- Nickname: Lovejoy
- Born: May 10, 1969 (age 57) Blackfriars, London, England

World Series of Poker
- Bracelet: None

= Kevin O'Leary (poker player) =

English poker player (born 1969)

Kevin O'Leary (born May 10, 1969, in Blackfriars, London, UK) is a professional poker player of English descent. A former antiques dealer, he is known on the poker tournament circuit by the nickname "Lovejoy", in reference to the 1980s BBC TV series of the same name, which starred Ian McShane.

== Tournaments ==
O'Leary's poker achievements to date include winning the inaugural GUKPT heads-up championships at London's Grosvenor Victoria Casino, the Caesars Palace Las Vegas "Mega-Stack" championship event in 2008, and making the final table of the televised VC Poker Cup in 2005 at Teddington studios England. He is perhaps best known however, for his prolific tournament record at The Venetian in Las Vegas, where to date he has won a record 5 No-Limit Hold-Em tournaments in the poker room's "Deepstack Extravaganza" series (once in 2007, once in 2008 and three times in 2009), and has also twice won the Venetian's Player of the Series award, again a record in itself. He regularly makes the annual pilgrimage to Las Vegas, where he is a familiar face in Vegas tournaments, including the World Poker Tour, and the World Series of Poker, in which he has also cashed.

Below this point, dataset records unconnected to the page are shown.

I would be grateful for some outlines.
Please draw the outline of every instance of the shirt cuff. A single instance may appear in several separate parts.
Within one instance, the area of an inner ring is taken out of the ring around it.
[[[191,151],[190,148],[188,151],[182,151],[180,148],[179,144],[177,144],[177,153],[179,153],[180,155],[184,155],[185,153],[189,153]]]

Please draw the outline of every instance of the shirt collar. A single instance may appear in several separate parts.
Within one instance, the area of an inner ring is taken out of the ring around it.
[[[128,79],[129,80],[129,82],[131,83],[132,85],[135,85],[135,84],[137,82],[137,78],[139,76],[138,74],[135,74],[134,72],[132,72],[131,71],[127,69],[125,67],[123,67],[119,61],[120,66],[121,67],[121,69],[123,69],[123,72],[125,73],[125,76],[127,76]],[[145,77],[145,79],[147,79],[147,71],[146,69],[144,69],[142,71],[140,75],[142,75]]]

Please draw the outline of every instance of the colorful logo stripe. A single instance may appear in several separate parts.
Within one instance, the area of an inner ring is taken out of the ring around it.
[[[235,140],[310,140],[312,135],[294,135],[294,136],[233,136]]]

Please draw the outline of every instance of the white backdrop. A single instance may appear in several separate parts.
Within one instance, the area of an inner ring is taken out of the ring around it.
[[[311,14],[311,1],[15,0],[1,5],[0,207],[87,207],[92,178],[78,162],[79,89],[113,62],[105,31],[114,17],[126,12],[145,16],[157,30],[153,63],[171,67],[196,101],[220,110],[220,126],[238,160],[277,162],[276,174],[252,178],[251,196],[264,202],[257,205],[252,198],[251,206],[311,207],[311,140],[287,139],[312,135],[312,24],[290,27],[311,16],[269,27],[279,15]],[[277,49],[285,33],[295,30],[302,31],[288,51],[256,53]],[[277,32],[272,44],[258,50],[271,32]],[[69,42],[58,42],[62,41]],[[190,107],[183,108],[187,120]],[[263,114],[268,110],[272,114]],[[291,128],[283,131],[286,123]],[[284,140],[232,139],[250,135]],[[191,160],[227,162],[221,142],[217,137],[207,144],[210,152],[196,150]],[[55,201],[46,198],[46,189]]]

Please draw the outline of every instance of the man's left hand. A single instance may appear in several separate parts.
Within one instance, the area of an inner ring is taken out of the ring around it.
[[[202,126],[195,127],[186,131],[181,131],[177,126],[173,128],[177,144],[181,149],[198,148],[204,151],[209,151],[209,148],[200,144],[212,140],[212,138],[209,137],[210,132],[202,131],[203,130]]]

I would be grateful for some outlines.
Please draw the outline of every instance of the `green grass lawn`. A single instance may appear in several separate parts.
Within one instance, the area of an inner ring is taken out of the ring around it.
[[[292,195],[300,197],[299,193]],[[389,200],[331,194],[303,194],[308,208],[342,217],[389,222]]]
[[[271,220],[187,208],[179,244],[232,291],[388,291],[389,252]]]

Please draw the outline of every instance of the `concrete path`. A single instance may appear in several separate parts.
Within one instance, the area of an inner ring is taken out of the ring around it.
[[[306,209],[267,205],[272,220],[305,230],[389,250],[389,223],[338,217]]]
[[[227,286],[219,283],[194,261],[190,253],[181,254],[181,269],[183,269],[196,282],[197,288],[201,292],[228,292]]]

O'Leary's biggest single tournament cash to date is $272,000, in the Caesars Palace "Mega-Stack" championship in Las Vegas. He has played most poker variants over the years, but prefers live poker tournaments as opposed to online competitions and cash games, as he feels his edge in live events is much greater, something which appears to be borne out by his record in deepstack freezeout tournaments. A three-year sponsorship deal with UK bookmakers Blue Square ended in 2008 when O'Leary opted to concentrate primarily on live poker rather than play equally live and online.

As of 2015, his live poker tournament cashes exceed $1,000,000.